A patrol car pulls up in front of the house. We get up and walk to the door.
“I think between the time Phillip dropped her off, and you and I showed up with Sophie, someone else was in the house with Laura,” I surmise.
Sophie perks up when she hears her name.
“That doesn’t mean she was murdered,” he points out. “Thanks for telling me all this.” He opens the door.
“Lock
it behind me,” he says and leaves.
I close the door behind him and lock it.
Chapter 6
Wednesday January 8th
The lights are on inside Knitorious when Sophie and I arrive just before opening time. We go inside and find Connie already there.
“Hello, my dear! Would it be all right with you if I have a small meeting at the store today?” Connie asks. “The alumni association wants to get together to discuss how we can memorialize Laura at the reunion-fundraiser. We don’t have much time to plan something.”

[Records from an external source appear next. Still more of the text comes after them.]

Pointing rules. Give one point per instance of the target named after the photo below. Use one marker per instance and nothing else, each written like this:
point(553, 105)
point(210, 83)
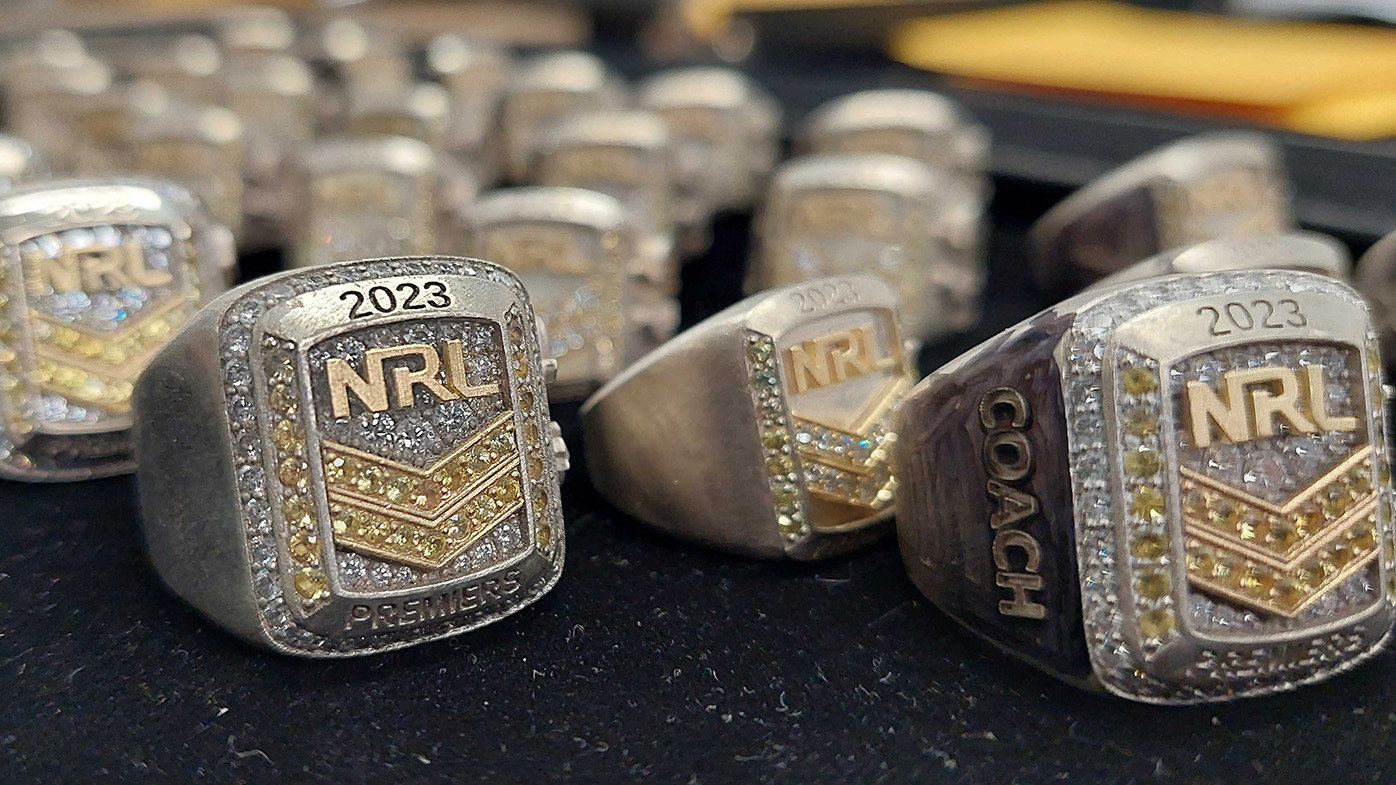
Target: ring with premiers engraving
point(355, 457)
point(1223, 185)
point(764, 429)
point(1174, 489)
point(95, 275)
point(1294, 250)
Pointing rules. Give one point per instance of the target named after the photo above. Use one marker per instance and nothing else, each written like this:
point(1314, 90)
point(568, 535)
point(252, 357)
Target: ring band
point(1307, 252)
point(95, 275)
point(1174, 489)
point(789, 395)
point(1223, 185)
point(353, 458)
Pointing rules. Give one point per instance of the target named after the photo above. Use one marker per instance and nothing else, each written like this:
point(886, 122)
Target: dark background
point(652, 659)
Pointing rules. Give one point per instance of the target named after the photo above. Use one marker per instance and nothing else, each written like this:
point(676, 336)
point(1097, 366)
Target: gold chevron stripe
point(1363, 509)
point(1308, 492)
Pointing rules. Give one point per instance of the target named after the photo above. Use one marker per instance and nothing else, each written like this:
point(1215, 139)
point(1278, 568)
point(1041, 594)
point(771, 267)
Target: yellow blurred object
point(1328, 78)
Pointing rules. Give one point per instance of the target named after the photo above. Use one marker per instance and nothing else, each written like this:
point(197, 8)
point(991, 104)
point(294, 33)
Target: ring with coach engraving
point(95, 275)
point(355, 457)
point(1204, 187)
point(1174, 489)
point(764, 429)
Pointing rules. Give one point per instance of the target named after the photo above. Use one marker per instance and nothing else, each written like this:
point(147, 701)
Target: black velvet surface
point(652, 661)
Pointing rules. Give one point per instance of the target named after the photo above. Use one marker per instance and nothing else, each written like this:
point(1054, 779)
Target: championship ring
point(765, 429)
point(95, 275)
point(353, 458)
point(1224, 185)
point(1173, 489)
point(578, 254)
point(882, 215)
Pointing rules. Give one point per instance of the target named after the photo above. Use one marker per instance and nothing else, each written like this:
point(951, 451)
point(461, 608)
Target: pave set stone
point(783, 465)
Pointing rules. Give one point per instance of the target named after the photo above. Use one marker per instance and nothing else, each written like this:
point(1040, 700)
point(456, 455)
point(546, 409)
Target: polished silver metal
point(1222, 185)
point(43, 102)
point(582, 259)
point(1104, 490)
point(419, 111)
point(882, 215)
point(104, 127)
point(362, 197)
point(198, 145)
point(547, 88)
point(764, 429)
point(187, 66)
point(1294, 250)
point(917, 123)
point(475, 73)
point(20, 162)
point(725, 130)
point(627, 155)
point(314, 506)
point(94, 278)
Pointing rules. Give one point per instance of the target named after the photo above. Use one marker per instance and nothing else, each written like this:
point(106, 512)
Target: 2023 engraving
point(383, 299)
point(1005, 415)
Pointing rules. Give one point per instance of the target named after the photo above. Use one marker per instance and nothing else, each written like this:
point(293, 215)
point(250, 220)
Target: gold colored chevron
point(1280, 558)
point(425, 517)
point(866, 468)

Connie is part of the alumni association, and so was Laura.
“Of course!” I say.
It will always feel strange to me when Connie asks my permission to do something in the store that she built and owned for almost forty years. It’s not like I would ever say no to her.
Shortly after we open, I’m helping a customer substitute the discontinued yarn her pattern recommends with a current yarn that will give her the same result, when I hear the bell over the front door jingle, and I see Mrs. Pearson come in.
Mrs. Pearson is a knitter and a member of the alumni association. She goes straight to Connie at the long, wooden harvest table behind the cash register, so I assume she’s here for the alumni meeting, not as a knitter.
My customer finds just the right yarn for her project. While I’m ringing up her purchase, I overhear Mrs. Pearson telling Connie how upset Brian Sweeney is about Laura’s death.
Then Connie says, "Of course he is, they were so close."
Who is Brian Sweeney and what was his relationship with Laura?
I finish the transaction, wish my customer a good day, and wander over to the harvest table. I wait for a lull in their conversation, so I can ask who Brian Sweeney is and what his relationship was to Laura.
“Brian is from Harmony Lake,” Connie tells me. “He grew up with us. He and Laura were best friends from the time they were small until the spring of our senior year of high school, when they suddenly stopped talking, and started avoiding each other.”
“No one knows what happened that made them stop speaking,” Mrs. Pearson adds, “but they never spoke again. Laura left right after graduation to take an eight-month secretarial course in Montreal.